Has your dizziness leaving you feeling anxious for answers?
Are these symptoms serious?
Should I go to the hospital?
What if I need an MRI?
Is this all just anxiety?
What if there is something seriously wrong with me?
Should I be worried?....
Here we are going to help provide some guidance to help bring you some clarity.
It’s important to note that every person is different and what might be true for the majority may not be right for you. It’s important to be open and honest about your symptoms and discuss them with your physical therapist, physician or other provider who you feel you can trust.
Have you ever thought...
Well, I won’t bring this up, this isn’t that big of a deal, I don’t want to bother my doctor with this because they will just blow me off anyways...
That’s the wrong kind of thinking!
I’m here to help you to start being an advocate for yourself and put an end to your medical gaslighting.
Journaling and Tracking Your Symptoms
First, I would recommend starting to journal or track your symptoms.
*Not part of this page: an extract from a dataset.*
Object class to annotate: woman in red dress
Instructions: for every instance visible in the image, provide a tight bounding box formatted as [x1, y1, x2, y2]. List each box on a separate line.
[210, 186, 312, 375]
This can include the date, time of day, what activities you were doing when your symptoms started, how long they lasted, and what you tried that helped (or didn’t help).
So when will I know if my dizziness is serious?
Well, if you are ever in doubt, or if you are asking yourself this question, it’s best to get examined by a healthcare professional, especially someone who understands dizziness to help you understand if your dizziness is serious.
But here are few red flags that along with dizziness, would make you want to seek urgent medical attention:
Any recent history of blacking out or fainting
Any changes in your speech or difficulty swallowing
Sudden, severe, unrelenting headache
Chest pain, shortness of breath, or heart palpitations
Confusion or changes in memory
Unexplained weight loss or gain
Unexplained weakness in your arms or legs
Clumsier (than normal)
Rapid change in hearing
Blurred or double vision
Causes of Dizziness
There are many different causes of dizziness, this can include problems within your balance system. The balance system is composed of 3 systems: your eyes (vision), inner ear (vestibular system), and joint sense (proprioception).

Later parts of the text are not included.